In many projects, even though both series_data and observed_data include the series_name variable, but the content of this variable is not always well aligned.
intersect(names(series_data), names(observed_exposure_data))
[1] "series_name" "dependent_unit" "independent_unit" "dependent"
[5] "independent"
series_data %>%
count(series_name, independent_unit, dependent_unit)
# A tibble: 27 × 4
series_name independent_unit dependent_unit n
<chr> <chr> <chr> <int>
1 Atenolol - Systemic Circulation - Conc… h ng/mL 50
2 Atenolol - Total Absorbed h mg 50
3 Atenolol - Total Dissolved h mg 50
4 Brick Dust - Systemic Circulation - Co… h ng/mL 28
5 Brick Dust - Total Absorbed h mg 28
6 Brick Dust - Total Dissolved h mg 28
7 Carbamazepine - Systemic Circulation -… h ng/mL 49
8 Carbamazepine - Total Absorbed h mg 49
9 Carbamazepine - Total Dissolved h mg 49
10 Furosemide - Systemic Circulation - Co… h ng/mL 60
# ℹ 17 more rows
observed_exposure_data %>%
count(series_name, independent_unit, dependent_unit)
# A tibble: 3 × 4
series_name independent_unit dependent_unit n
<chr> <chr> <chr> <int>
1 Metoprolol Tartrate Exposure Plasma h ng/mL 9
2 Piroxicam Exposure Plasma h ng/mL 13
3 Propranolol HCl Exposure Plasma h ng/mL 8
The desired content to align simulated and observed data might exist in other variables.

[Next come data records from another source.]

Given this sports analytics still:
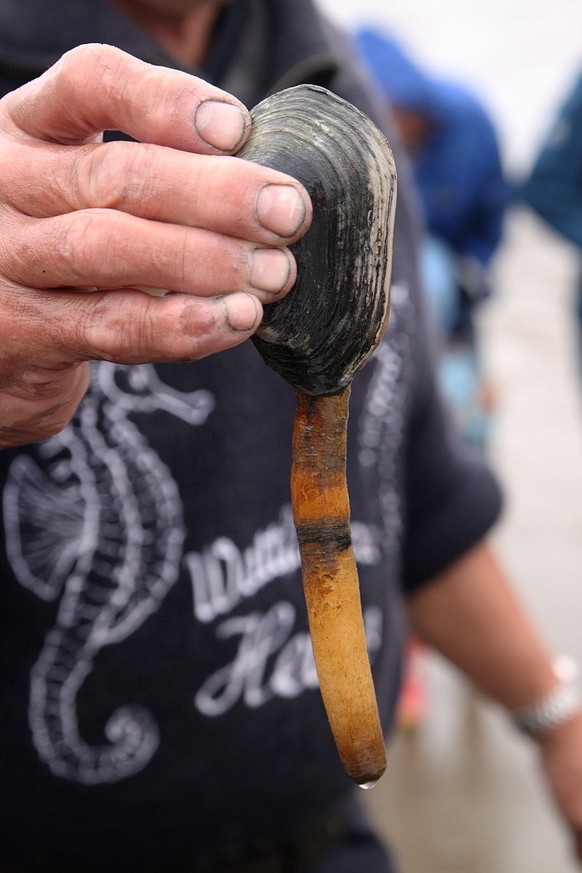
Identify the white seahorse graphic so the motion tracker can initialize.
[4,363,214,784]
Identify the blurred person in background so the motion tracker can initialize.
[521,65,582,371]
[356,27,509,449]
[0,0,582,873]
[355,27,509,729]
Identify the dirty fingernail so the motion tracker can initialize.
[220,293,261,331]
[194,100,247,152]
[257,185,306,236]
[250,249,291,294]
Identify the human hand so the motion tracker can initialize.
[539,712,582,862]
[0,45,311,447]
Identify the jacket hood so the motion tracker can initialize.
[355,28,436,113]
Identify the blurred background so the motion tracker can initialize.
[320,0,582,873]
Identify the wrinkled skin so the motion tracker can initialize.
[0,46,311,447]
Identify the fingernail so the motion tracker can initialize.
[194,100,247,152]
[256,185,306,236]
[249,249,291,294]
[220,293,261,332]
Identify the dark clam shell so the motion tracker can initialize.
[239,85,396,395]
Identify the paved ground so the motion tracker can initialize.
[322,0,582,873]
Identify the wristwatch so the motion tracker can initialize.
[510,655,582,738]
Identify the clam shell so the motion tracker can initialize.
[239,85,396,395]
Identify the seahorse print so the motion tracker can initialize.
[4,363,214,784]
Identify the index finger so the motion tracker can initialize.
[5,45,251,154]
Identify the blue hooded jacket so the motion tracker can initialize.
[355,29,508,267]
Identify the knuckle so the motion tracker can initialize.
[76,142,138,209]
[56,210,102,285]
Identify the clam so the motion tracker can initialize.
[239,85,396,787]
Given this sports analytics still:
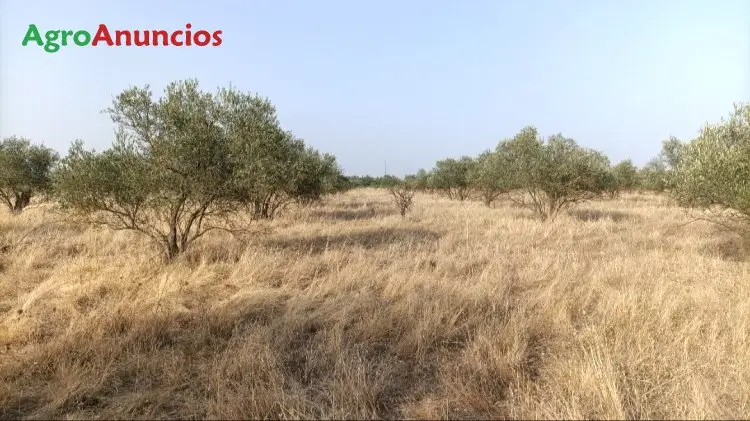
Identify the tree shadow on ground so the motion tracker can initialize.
[568,209,638,222]
[700,236,750,262]
[310,208,395,221]
[266,228,442,254]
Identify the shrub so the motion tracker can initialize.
[0,136,59,214]
[468,151,511,207]
[55,80,340,259]
[388,182,414,218]
[672,103,750,234]
[496,126,609,220]
[432,156,475,201]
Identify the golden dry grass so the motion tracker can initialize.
[0,190,750,419]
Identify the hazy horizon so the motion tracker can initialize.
[0,0,750,176]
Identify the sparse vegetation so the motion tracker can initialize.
[388,183,414,218]
[665,104,750,236]
[0,80,750,419]
[0,136,58,214]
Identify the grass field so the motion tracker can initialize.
[0,190,750,419]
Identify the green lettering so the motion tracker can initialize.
[21,23,44,47]
[44,31,62,53]
[62,31,73,47]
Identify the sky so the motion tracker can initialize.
[0,0,750,176]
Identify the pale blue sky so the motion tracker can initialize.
[0,0,750,175]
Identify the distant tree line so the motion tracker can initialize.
[0,85,750,251]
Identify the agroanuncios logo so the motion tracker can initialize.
[21,23,222,53]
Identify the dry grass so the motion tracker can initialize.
[0,190,750,419]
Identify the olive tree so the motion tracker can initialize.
[606,159,638,199]
[432,156,475,201]
[672,103,750,234]
[496,126,609,220]
[468,151,511,207]
[388,181,415,218]
[0,136,59,214]
[55,80,332,259]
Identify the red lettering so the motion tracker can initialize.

setdiff(names(series_data), names(observed_exposure_data))
[1] "run_name" "simulation_name"
[3] "iteration" "simulation_iteration_key_name"
[5] "simulation_iteration_key_name_2"
series_data %>%
count(run_name, simulation_name)
# A tibble: 9 × 3
run_name simulation_name n
<chr> <chr> <int>
1 BatchSimsRun Atenolol 100mg PO tablet 150
2 BatchSimsRun Brick Dust 10mg PO tablet 84
3 BatchSimsRun Carbamazepine 200mg PO tablet 147
4 BatchSimsRun Furosemide 40mg PO tablet 180
5 BatchSimsRun Ketoprofen 100mg PO tablet 171
6 BatchSimsRun Metoprolol Tartrate 200mg PO tablet 179
7 BatchSimsRun Piroxicam 20mg PO capsule 143
8 BatchSimsRun Propranolol HCl 160mg PO tablet 174
9 BatchSimsRun Ranitidine 150mg PO tablet 159
setdiff(names(observed_exposure_data), names(series_data))
[1] "group_name" "group_type" "series_type"
[4] "module" "section" "compartment"
[7] "state" "dose" "dose_unit"
[10] "infusion_time" "infusion_time_unit" "body_mass"
[13] "body_mass_unit" "uncertainty_percentage" "std_dev"
observed_exposure_data %>%
count(series_type)
# A tibble: 1 × 2
series_type n
<chr> <int>
1 UncertainConcentrationSeries 30
Aligning the most important features of simulated and observed data will produce the most meaningful visualizations.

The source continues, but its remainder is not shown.